Let’s go through these in detail…

Getting started

  • Defining research topic and objectives
  • Background reading
  • Finding your “unsolved problem”
  • Discovering code frameworks and starting points.
  • If studying humans: applying for ethics approval.

The Work

  • Coding up a system
  • Iterating on a design
  • Running experiments

The Write-up

  • Expressing your process
  • Analysing and discussing results
  • Making images and plots
  • Coming up with your findings and contributions
  • Writing documentation and packaging code

Important Note!

Your grade is based on a combination of your written report, artefact, and presentations.

Examiners look for your ability to:

understand and synthesise existing research

create an artefact, or code project skillfully, and explain it

perform experiments or critically engage with your research problem.

Your grade is not based on your results (really!) (see Honours marking guidelines)

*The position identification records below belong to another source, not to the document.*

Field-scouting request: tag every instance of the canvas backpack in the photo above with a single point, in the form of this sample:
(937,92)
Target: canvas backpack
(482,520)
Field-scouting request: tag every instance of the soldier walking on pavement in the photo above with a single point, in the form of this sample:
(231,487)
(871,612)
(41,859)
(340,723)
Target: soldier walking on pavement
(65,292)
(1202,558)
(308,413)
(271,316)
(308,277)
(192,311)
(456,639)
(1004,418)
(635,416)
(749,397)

If you get “good” results (yay!) but don’t discuss them in detail, or critically engage in why they are good, you won’t do well. (and the converse)

Project Planning

A bad project plan

  • Getting started: Weeks 1-9
  • The Work: Weeks 10-11
  • The Write-up: Week 12

A better project plan

  • Getting started: Weeks 1-6
  • The Work: Weeks 3-10
  • The Write-up: Week 6 and Weeks 9-12

To help, here’s some deadlines:

1-Semester Project

  • End of week 6: Draft of report Introduction and Background sections (and draft code repository)
  • End of week 8: Draft of report System Design section (and draft code repository)
  • Start of week 11: Draft full report

2-Semester Project.

  • S1: End of week 6: Draft of report Introduction
  • S1: End of week 8: Draft of report Background section
  • S1: End of week 11: Draft code repository and/or report System Design sections
  • S2: End of week 6: Draft of Experimental Methodology and Results sections
  • S2: End of week 8: Full report, draft 1
  • S2: End of week 11: Full report, draft 2

Ethics Approval

If you are studying humans (surveys, questionnaires, user studies) you need ethics approval.

All Australian National University researchers (staff or students) who intend on conducting research involving the collection of data from human participants need to apply for ANU Human Ethics approval before starting their data collection.

  • Gaining ethics approval is an important part of research work.
  • Many CS student projects do not need user studies to be successful.
  • Consider what “evaluation” looks like early in your project (esp. 1-semester projects)
  • Ethics approval should be done in first semester of 2-semester projects or before week 6 in 1-semester projects.

Conclusions

  • communication and critical analysis of your project is most important aspect in grading

  • expect the “work” to take a long time, need to prioritise getting this started early in project

  • start write up as soon as your start your project

  • meetings are precious — most issues can be handled in team meetings. individual meetings only for critical issues / inflection points in project.

  • studies with humans require ethics approval—no exceptions.